Best strategy to handle strange JVM errors inside VPS

pezi

New Member
Aug 2, 2011
28
0
1
I am playing arround with PROXMOX /openvz to migrate a couple of VMware instances. Most applications are Java based, which can easy be migrate to OpenVZ. For each customer/project an own VPS.

Now I try to to migrate Alfresco an Open Source Document Mangement System. The actual problem - the JVM which serves the Tomcat Container dies after an hour. Tested with 3 different VMs - SUN JDK two different versions and OpenJDK - same behaviour. Search in the Alfresco forum there is no hint according this problem. Seems to be an JVM/OpenVZ problem. An other VPS with Open-Xchanage (Java based Groupware) works fine.

Enviroment:
pve-manager: 1.8-23 (pve-manager/1.8/6533)
running kernel: 2.6.32-6-pve
proxmox-ve-2.6.32: 1.8-42
pve-kernel-2.6.32-6-pve: 2.6.32-42
qemu-server: 1.1-31
pve-firmware: 1.0-13
libpve-storage-perl: 1.0-19
vncterm: 0.9-2
vzctl: 3.0.28-1pve5
vzdump: 1.2-15
vzprocps: 2.0.11-2
vzquota: 3.0.11-1
pve-qemu-kvm: 0.15.0-1
ksm-control-daemon: 1.0-6

VPS settings
105.jpg

Question: It is allowed to use VZ templates from OpenVZ - or is there a restriction to use only VZ templates provides by PROXMOX ( tested, etc.).

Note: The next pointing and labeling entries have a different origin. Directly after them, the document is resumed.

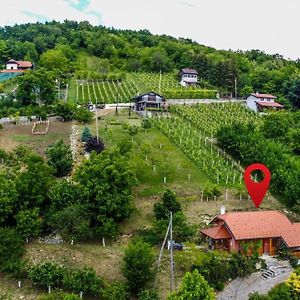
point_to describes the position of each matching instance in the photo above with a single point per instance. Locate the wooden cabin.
(148, 101)
(265, 231)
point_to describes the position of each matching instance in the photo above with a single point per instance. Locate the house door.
(267, 246)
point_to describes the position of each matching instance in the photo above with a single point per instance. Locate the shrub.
(85, 281)
(86, 134)
(59, 296)
(60, 158)
(169, 203)
(11, 249)
(94, 144)
(115, 291)
(83, 115)
(47, 274)
(148, 294)
(138, 265)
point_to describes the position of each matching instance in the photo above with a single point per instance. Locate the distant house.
(188, 77)
(259, 102)
(269, 230)
(150, 100)
(18, 65)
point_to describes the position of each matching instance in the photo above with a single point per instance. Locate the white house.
(149, 100)
(18, 65)
(188, 77)
(258, 102)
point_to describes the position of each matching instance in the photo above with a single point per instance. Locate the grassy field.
(107, 260)
(13, 135)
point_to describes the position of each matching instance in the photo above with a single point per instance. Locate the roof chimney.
(222, 210)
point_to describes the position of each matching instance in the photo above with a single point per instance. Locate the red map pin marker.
(257, 190)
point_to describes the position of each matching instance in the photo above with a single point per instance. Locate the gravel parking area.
(240, 288)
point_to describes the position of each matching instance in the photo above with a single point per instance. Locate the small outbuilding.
(268, 231)
(188, 77)
(149, 100)
(260, 102)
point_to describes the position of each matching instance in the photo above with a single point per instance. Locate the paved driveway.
(240, 288)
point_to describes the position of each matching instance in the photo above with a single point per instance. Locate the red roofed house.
(258, 102)
(267, 229)
(188, 77)
(18, 65)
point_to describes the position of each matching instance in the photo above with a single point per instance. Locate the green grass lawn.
(183, 175)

Any idea to handle such problems?

With best reagards
Peter

JVM dump
PHP:
#
# A fatal error has been detected by the Java Runtime Environment:
#
#  Internal Error (synchronizer.cpp:1401), pid=672, tid=6302576
#  guarantee(mid->header()->is_neutral()) failed: invariant
#
# JRE version: 6.0_22-b22
# Java VM: OpenJDK Client VM (20.0-b11 mixed mode, sharing linux-x86 )
# Derivative: IcedTea6 1.10.2
# Distribution: Ubuntu 11.04, package 6b22-1.10.2-0ubuntu1~11.04.1
# If you would like to submit a bug report, please include
# instructions how to reproduce the bug and visit:
#   https://bugs.launchpad.net/ubuntu/+source/openjdk-6/
#

---------------  T H R E A D  ---------------

Current thread (0x08873800):  VMThread [stack: 0x00582000,0x00603000] [id=675]
 

Attachments

  • 105.jpg
    105.jpg
    162.7 KB · Views: 32
Question: It is allowed to use VZ templates from OpenVZ - or is there a restriction to use only VZ templates provides by PROXMOX ( tested, etc.).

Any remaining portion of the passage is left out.